The worst thing of all is that the sporadic nature of flakiness makes it compellingly easy to brush off an occasionally failed test. When so many layers are involved, who knows, perhaps it was a hiccup somewhere down the line. Just hit the "Rerun" button, see the test passing, and move on with your day.

Sadly, that is how most teams approach flakiness at its early stage. Ignore it once, then twice, and, suddenly, you are gambling on the CI results of your product, pulling those reruns just to see it turn green.

I’ve talked with teams that have given up on the whole idea of E2E testing because of how unreliable their test suites eventually became.

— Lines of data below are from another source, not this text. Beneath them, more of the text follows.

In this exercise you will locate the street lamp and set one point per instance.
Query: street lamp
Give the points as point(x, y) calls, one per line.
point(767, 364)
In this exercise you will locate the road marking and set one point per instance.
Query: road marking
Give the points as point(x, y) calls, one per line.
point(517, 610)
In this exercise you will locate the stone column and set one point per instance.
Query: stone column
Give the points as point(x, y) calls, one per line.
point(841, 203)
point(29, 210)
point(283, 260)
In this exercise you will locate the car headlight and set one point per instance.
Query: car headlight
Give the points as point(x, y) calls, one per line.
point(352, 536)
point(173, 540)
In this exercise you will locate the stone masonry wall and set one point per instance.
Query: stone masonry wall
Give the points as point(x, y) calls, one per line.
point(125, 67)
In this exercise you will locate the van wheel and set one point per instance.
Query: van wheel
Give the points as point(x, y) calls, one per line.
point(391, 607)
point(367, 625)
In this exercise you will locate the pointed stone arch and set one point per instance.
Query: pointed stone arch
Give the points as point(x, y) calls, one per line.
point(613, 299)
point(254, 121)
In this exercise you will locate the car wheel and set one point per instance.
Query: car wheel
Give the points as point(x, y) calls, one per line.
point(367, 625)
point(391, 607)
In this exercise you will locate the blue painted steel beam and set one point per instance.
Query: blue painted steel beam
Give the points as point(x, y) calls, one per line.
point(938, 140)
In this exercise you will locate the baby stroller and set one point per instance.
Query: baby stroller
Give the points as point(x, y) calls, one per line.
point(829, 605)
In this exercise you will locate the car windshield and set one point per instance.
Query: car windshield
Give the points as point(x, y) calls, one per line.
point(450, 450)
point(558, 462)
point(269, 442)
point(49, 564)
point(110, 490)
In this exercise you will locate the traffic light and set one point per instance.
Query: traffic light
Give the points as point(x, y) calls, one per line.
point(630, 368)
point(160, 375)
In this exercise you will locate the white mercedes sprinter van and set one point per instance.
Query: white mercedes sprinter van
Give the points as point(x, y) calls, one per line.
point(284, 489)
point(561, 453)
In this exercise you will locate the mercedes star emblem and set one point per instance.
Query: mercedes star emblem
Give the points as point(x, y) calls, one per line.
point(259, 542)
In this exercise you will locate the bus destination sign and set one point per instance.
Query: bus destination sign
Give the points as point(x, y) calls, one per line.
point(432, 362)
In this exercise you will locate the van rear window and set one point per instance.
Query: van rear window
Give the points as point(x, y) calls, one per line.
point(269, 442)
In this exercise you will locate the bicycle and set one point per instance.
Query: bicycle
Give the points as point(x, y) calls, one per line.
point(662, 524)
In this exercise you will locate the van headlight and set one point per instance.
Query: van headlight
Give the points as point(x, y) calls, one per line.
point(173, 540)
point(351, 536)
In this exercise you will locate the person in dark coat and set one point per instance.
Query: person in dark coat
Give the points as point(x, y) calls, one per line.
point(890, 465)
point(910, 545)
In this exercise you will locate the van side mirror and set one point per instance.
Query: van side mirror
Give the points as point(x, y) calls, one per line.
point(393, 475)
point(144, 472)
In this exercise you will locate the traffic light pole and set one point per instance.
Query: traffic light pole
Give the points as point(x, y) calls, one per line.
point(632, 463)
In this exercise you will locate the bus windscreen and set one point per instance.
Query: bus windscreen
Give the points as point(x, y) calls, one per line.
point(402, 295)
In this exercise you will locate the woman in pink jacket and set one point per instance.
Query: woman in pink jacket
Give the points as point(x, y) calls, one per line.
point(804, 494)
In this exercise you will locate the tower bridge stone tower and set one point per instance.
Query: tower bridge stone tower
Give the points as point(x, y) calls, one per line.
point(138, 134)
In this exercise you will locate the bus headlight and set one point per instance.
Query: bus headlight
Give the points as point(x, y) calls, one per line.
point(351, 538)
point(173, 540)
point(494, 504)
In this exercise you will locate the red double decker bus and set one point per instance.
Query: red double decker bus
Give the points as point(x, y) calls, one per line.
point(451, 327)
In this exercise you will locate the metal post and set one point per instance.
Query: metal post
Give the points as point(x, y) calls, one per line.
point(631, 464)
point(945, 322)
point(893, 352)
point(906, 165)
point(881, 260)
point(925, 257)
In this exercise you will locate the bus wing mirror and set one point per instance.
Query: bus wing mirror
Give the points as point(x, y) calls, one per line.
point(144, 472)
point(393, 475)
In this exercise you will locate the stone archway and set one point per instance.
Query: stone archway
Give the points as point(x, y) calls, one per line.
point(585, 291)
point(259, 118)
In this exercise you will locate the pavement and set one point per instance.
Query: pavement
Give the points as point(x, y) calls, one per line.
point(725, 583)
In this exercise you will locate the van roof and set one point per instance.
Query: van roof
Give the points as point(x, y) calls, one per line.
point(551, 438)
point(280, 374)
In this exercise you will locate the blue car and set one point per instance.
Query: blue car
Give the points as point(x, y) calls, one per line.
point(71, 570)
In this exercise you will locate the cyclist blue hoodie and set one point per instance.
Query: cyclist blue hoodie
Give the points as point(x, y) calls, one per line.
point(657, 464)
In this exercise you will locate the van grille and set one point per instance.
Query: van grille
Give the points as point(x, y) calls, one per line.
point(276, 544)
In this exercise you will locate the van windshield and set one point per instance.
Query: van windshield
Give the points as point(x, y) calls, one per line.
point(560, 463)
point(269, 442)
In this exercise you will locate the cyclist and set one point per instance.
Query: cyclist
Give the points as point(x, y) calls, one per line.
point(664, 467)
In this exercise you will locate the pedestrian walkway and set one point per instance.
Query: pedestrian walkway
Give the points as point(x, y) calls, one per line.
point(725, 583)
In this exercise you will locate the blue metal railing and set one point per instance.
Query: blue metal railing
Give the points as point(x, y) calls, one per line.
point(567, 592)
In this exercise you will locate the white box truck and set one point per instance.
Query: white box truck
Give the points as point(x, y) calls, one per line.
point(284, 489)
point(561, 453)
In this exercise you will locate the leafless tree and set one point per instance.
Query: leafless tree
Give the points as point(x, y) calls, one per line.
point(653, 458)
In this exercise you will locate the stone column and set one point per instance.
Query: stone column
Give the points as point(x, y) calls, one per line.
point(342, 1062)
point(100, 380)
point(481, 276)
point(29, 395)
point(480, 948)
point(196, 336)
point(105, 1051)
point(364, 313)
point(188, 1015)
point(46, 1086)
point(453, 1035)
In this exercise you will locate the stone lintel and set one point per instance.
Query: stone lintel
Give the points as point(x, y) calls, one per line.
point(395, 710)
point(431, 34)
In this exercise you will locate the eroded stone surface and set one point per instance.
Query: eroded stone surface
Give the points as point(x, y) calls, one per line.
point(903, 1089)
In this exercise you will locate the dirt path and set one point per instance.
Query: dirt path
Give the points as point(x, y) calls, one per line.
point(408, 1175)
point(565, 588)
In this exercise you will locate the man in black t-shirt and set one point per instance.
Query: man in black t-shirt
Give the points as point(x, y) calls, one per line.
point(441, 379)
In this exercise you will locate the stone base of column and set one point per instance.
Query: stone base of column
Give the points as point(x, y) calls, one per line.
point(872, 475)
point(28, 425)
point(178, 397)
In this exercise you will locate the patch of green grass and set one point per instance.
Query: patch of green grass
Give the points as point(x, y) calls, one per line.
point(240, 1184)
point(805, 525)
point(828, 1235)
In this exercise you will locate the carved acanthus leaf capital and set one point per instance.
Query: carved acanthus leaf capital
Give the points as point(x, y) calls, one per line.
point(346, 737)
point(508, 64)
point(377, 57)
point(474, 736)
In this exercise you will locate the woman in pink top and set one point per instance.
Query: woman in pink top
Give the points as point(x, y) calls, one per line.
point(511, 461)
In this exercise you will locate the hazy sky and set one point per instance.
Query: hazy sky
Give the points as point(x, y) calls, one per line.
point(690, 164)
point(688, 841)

That's now how automated tests are supposed to work.

Addressing flaky tests instead of ignoring them

In larger teams, flakiness can easily go unnoticed. You might not be the one experiencing the flaky test to begin with. You might not need to constantly rerun the tests. Your team members who are being affected by flakiness might assume it’s just “the way it is”. But flakiness will eventually affect everyone.

It is rather nasty to find yourself in a situation when an important pull request is stalled until you win the rerun game. I've been there. That's why I put a ton of effort into keeping my builds green at all times, eradicating flakiness as soon as it surfaces.

It is all the more useful to have tools by your side to help you detect and track flaky tests across your product.

Recently, Codecov announced Test Analytics and I wanted to try it straight away. And the best way to try is to reproduce one of the common mistakes that leads to flakiness and see how it would help me catch and fix it.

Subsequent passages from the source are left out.